Silva Walter, Das Tapas K, Izurieta Ricardo
Department of Industrial and Management System Engineering, University of South Florida, Tampa, FL, 33620, USA.
College of Public Health, University of South Florida, Tampa, FL, 33620, USA.
BMC Public Health. 2017 Nov 25;17(1):898. doi: 10.1186/s12889-017-4884-5.
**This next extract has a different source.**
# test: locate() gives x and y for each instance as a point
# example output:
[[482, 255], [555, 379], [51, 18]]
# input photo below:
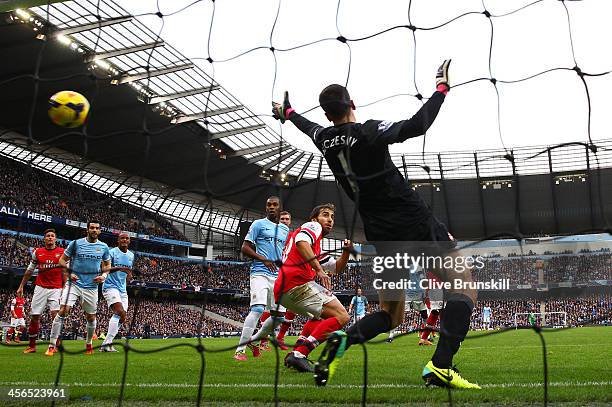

Since spring 2013, periodic emergence of avian influenza A(H7N9) virus in China has heightened the concern for a possible pandemic outbreak among humans, though it is believed that the virus is not yet human-to-human transmittable. Till June 2017, A(H7N9) has resulted in 1533 laboratory-confirmed cases of human infections causing 592 deaths. The aim of this paper is to present disease burden estimates (measured by infection attack rates (IAR) and number of deaths) in the event of a possible pandemic outbreak caused by human-to-human transmission capability acquired by A(H7N9) virus. Even though such a pandemic will likely spread worldwide, our focus in this paper is to estimate the impact on the United States alone.
The method first uses a data clustering technique to divide 50 states in the U.S. into a small number of clusters. Thereafter, for a few selected states in each cluster, the method employs an agent-based (AB) model to simulate human A(H7N9) influenza pandemic outbreaks. The model uses demographic and epidemiological data. A few selected non-pharmaceutical intervention (NPI) measures are applied to mitigate the outbreaks. Disease burden for the U.S. is estimated by combining results from the clusters applying a method used in stratified sampling.
Two possible pandemic scenarios with R = 1.5 and 1.8 are examined. Infection attack rates with 95% C.I. (Confidence Interval) for R = 1.5 and 1.8 are estimated to be 18.78% (17.3-20.27) and 25.05% (23.11-26.99), respectively. The corresponding number of deaths (95% C.I.), per 100,000, are 7252.3 (6598.45-7907.33) and 9670.99 (8953.66-10,389.95).
The results reflect a possible worst-case scenario where the outbreak extends over all states of the U.S. and antivirals and vaccines are not administered. Our disease burden estimations are also likely to be somewhat high due to the fact that only dense urban regions covering approximately 3% of the geographic area and 81% of the population are used for simulating sample outbreaks. Outcomes from these simulations are extrapolated over the remaining 19% of the population spread sparsely over 97% of the area. Furthermore, the full extent of possible NPIs, if deployed, could also have lowered the disease burden estimates.
自2013年春季以来,甲型H7N9禽流感病毒在中国周期性出现,这加剧了人们对可能在人类中爆发大流行的担忧,尽管据信该病毒尚未在人际间传播。截至2017年6月,甲型H7N9禽流感已导致1533例实验室确诊的人类感染病例,造成592人死亡。本文的目的是在甲型H7N9病毒获得人际传播能力可能引发大流行的情况下,给出疾病负担估计(以感染发病率(IAR)和死亡人数衡量)。尽管这样的大流行可能会在全球范围内传播,但本文我们的重点是仅估计对美国的影响。
该方法首先使用数据聚类技术将美国的50个州划分为少数几个集群。此后,对于每个集群中选定的几个州,该方法采用基于主体的(AB)模型来模拟人类甲型H7N9禽流感大流行疫情。该模型使用人口统计学和流行病学数据。应用了一些选定的非药物干预(NPI)措施来减轻疫情。通过应用分层抽样中使用的方法合并各集群的结果来估计美国的疾病负担。
研究了两种可能的大流行情景,R分别为1.5和1.8。R = 1.5和1.8时,感染发病率及其95%置信区间(CI)估计分别为18.78%(17.3 - 20.27)和25.05%(23.11 - 26.99)。每10万人相应的死亡人数(95% CI)分别为7252.3(6598.45 - 7907.33)和9670.99(8953.66 - 10389.95)。
结果反映了一种可能的最坏情况,即疫情蔓延至美国所有州且未使用抗病毒药物和疫苗。由于仅使用了覆盖约3%地理区域和81%人口的密集城市地区来模拟样本疫情,我们的疾病负担估计可能也会偏高。这些模拟结果被外推到稀疏分布在97%区域的其余19%人口上。此外,如果部署了可能的非药物干预措施,其全部影响也可能降低疾病负担估计。